Hi, just wanted to give you guys a little info about worker being so slow. Normally a server such as worker is setup in different tiers in a production environment. This was not possible on HTB since as machine creators we have to put all components into one single machine. Due to this limitation we set a hw spec for worker on which we did all the testing and it actually passed without any issues. Unfortunately there was a hardware cap applied to worker after it was tested. I don’t know why this was applied and it doesn’t really matter. The sad part is that in the end this change made the machine run out of resources (mainly RAM) causing the Sql Server to be exhausted and the web server displaying a couple of 503 errors. This in turn had major effects on the ”portal” as I’m sure most of you have seen.
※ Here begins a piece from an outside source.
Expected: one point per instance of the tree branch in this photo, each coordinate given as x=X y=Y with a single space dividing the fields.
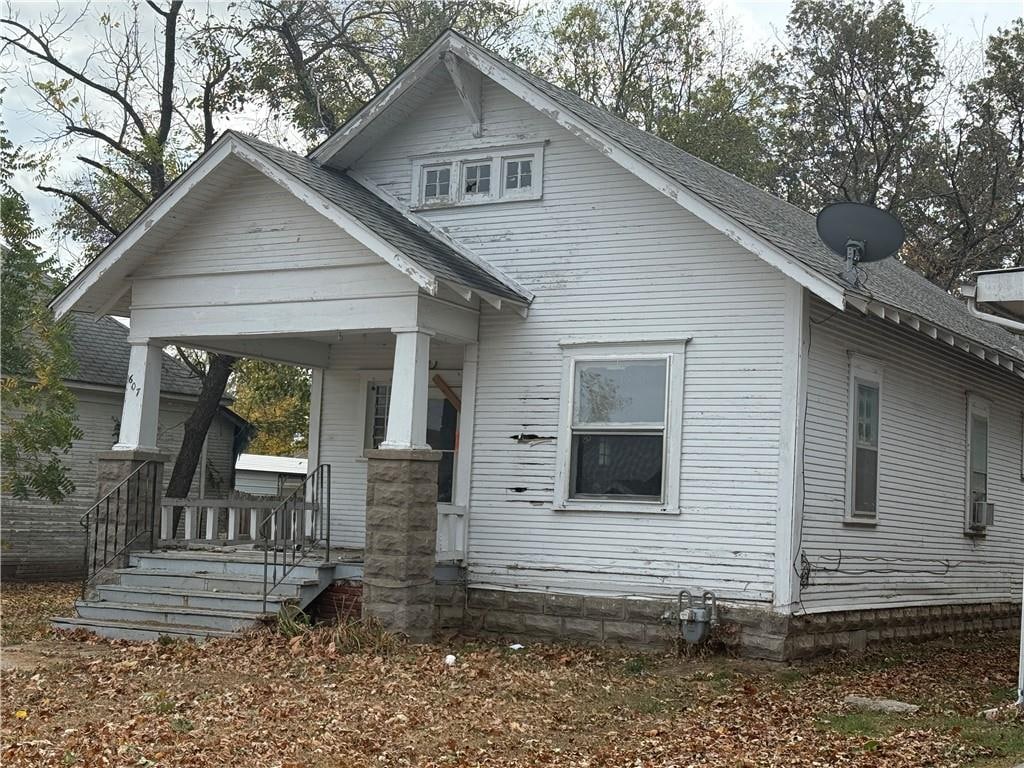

I really want to point out that when running this type of software in a production environment it is quite fast given the right amount of resources.
After about a week almost 800 ppl have owned worker which is quite good and I hope you did enjoy it. During this time we also have run tests and measurements and have a couple of solutions on how to mitigate the performance issues. Given the fact that still quite a few people have managed to root worker I’m not sure on how HTB will apply these changes or not.